Althobaiti Yusuf S
Department of Pharmacology and Toxicology, College of Pharmacy, Taif University, P.O. Box 11099, Taif 21944, Saudi Arabia.
College of Pharmacy, Addiction and Neuroscience Research Unit, Taif University, Taif 21944, Saudi Arabia.
Pharmaceuticals (Basel). 2021 Feb 14;14(2):156. doi: 10.3390/ph14020156.

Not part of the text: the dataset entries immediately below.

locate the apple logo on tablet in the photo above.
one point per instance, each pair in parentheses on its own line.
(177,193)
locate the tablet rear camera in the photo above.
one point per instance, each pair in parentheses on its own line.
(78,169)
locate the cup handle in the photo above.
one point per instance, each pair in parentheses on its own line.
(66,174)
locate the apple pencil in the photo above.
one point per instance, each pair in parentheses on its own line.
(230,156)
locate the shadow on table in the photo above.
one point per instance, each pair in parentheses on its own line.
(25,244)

Quetiapine, an atypical antipsychotic, is effective in the management of schizophrenia, depression, and anxiety. Although quetiapine overdosage and misuse have been reported, its abuse potential has not been investigated in animals. In this study, the abuse potential of quetiapine was assessed based on the conditioned place preference (CPP) paradigm of drug addiction in a mouse model. First, mice received intraperitoneal injections of quetiapine (40, 80, or 120 mg/kg) every other day during the conditioning phase. In the second experiment, mice were pretreated with 0.03 mg/kg SKF-35866, a D1 receptor antagonist, before receiving saline or quetiapine (120 mg/kg) during the conditioning phase. No significant changes in time spent in the quetiapine-paired chamber were observed compared with time spent in the saline-paired chamber in mice treated with 40 or 80 mg/kg. In contrast, the preference to the quetiapine-paired chamber was significantly increased in mice treated with 120 mg/kg quetiapine, and this effect was blocked by SKF-35866 pretreatment. These results demonstrated, for the first time, the abuse potential of quetiapine in an animal model of drug addiction. Interestingly, this CPP-inducing effect was likely mediated by activating D1 receptors.
喹硫平是一种非典型抗精神病药物,对精神分裂症、抑郁症和焦虑症的治疗有效。尽管已有喹硫平过量和滥用的报道,但尚未在动物中研究其滥用潜力。在本研究中,基于药物成瘾的条件性位置偏爱(CPP)范式,在小鼠模型中评估了喹硫平的滥用潜力。首先,在条件化阶段,小鼠每隔一天接受腹腔注射喹硫平(40、80或120mg/kg)。在第二个实验中,在条件化阶段,小鼠在接受生理盐水或喹硫平(120mg/kg)之前,先用0.03mg/kg的D1受体拮抗剂SKF-35866进行预处理。与接受40或80mg/kg喹硫平治疗的小鼠在生理盐水配对室中停留的时间相比,在喹硫平配对室中停留的时间没有观察到显著变化。相反,接受120mg/kg喹硫平治疗的小鼠对喹硫平配对室的偏爱显著增加,并且这种效应被SKF-35866预处理所阻断。这些结果首次证明了喹硫平在药物成瘾动物模型中的滥用潜力。有趣的是,这种诱导CPP的效应可能是通过激活D1受体介导的。